It’s Surprising How Most of Us Are Not Even Aware of the Term “Fintech”. Learn That and 15 More Things.
It’s fast become one of the big buzzwords in business and technology. It’s one of the hottest properties to invest in. And you can be sure that it’s only going to get bigger and bigger.
But stick with us until the end, and you’ll see that a lot of people still have no idea what the word Fintech means.
You don’t need a degree in computer science — or finance — to figure out that it’s an abbreviation for Financial technology.
When it comes to Fintech, whether you’re in the dark or well clued up, we thought we’d shed a bit more light on this hot topic.
Reading is fun, but not so much when it’s a finance article. Here’s a vivid video for this topic on our YouTube channel:
With that added, let’s move on to the first thing you never knew about the Fintech industry.
Traditional Banks Are Worried About It
And with good reason too. That’s because until a few years ago, banks had a tight hold on pretty much anything we did that involved money. And being the huge, bloated dinosaurs that banks are, there wasn’t exactly much incentive for them to innovate or be competitive.

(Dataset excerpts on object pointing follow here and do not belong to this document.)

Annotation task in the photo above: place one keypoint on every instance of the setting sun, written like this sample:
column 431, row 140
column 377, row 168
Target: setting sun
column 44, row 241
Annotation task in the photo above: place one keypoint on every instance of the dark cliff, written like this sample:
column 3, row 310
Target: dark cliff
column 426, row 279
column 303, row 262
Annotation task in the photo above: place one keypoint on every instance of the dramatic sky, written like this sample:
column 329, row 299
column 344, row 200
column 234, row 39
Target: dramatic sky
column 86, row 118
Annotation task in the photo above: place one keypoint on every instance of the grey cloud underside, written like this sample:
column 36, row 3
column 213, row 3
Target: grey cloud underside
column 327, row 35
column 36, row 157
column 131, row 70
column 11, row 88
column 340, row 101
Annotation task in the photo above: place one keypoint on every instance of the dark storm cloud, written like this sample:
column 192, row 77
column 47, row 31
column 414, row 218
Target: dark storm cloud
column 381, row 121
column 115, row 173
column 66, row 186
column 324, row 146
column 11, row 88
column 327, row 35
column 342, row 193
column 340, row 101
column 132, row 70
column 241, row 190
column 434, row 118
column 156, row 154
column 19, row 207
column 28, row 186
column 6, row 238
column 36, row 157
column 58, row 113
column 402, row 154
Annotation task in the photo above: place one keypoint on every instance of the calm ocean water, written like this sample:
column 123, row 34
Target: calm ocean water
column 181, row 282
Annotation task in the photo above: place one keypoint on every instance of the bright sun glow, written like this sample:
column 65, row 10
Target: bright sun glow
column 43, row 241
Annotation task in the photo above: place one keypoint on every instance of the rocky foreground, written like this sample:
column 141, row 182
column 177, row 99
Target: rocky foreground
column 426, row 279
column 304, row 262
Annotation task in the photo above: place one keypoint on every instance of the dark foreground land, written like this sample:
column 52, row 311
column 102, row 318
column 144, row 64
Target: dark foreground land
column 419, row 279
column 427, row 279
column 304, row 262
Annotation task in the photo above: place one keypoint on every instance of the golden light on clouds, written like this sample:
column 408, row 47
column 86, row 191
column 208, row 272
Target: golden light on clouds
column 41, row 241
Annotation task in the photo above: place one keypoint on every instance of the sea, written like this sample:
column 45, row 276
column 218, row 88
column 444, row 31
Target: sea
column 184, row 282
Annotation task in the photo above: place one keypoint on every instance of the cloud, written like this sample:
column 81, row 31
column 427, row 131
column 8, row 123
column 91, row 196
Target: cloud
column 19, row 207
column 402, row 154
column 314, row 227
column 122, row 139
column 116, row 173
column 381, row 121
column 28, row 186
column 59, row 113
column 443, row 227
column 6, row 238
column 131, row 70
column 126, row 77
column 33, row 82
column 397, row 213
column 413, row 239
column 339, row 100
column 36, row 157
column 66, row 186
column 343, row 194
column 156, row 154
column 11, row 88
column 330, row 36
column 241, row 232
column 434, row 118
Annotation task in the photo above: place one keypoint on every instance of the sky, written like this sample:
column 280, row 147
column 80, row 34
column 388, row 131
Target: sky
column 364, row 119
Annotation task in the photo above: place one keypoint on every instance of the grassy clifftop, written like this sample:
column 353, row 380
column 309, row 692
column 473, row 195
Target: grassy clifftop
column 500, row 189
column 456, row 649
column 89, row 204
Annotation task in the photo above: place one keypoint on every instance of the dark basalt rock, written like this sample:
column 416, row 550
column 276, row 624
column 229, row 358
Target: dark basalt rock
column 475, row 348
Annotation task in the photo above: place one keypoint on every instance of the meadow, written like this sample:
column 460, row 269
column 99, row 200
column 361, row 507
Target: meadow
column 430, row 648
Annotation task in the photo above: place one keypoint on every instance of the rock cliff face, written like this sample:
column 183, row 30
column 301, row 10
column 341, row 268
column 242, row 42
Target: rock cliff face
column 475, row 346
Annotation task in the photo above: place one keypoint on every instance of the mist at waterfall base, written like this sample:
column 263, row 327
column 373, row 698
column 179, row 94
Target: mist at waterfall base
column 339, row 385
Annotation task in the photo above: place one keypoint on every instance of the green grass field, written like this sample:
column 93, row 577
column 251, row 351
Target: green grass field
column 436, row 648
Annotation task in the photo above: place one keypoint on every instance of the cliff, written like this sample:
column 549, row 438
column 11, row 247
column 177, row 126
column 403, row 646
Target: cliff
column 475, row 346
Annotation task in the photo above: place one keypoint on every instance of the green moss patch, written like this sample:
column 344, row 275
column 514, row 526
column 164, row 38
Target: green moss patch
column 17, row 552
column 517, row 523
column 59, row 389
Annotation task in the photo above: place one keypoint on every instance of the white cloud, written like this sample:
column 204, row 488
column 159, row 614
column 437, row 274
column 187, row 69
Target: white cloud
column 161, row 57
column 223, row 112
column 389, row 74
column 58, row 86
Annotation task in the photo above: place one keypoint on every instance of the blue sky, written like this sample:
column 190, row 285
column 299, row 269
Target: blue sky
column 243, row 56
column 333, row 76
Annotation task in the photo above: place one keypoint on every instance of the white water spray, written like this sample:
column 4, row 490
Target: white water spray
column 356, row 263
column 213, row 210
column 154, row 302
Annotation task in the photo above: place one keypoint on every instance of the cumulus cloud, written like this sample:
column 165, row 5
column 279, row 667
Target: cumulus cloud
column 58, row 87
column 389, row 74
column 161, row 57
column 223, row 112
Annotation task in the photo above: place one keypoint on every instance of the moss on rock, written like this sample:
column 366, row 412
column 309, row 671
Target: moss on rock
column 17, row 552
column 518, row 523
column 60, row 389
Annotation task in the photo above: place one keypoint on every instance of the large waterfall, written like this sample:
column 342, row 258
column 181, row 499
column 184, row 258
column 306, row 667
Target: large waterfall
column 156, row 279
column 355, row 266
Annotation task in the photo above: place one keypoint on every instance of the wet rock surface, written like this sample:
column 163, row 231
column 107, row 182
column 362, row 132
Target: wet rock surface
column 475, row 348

Fast-forward a few years, and a few leaps ahead in digital technology, and it was time for smaller, more agile players to make an entrance. You got it — Fintech. And in the last decade, they’ve been giving banks a real run for their money.
As Arvind Sankaran, innovation expert and Fintech VC put it, “We’re witnessing the creative destruction of financial services, rearranging itself around the consumer. Who does this in the most relevant, exciting way using data and digital, wins.’
So the more you see the word Fintech cropping up on your newsfeeds, you can be sure, the more headaches old-fashioned bank managers are getting.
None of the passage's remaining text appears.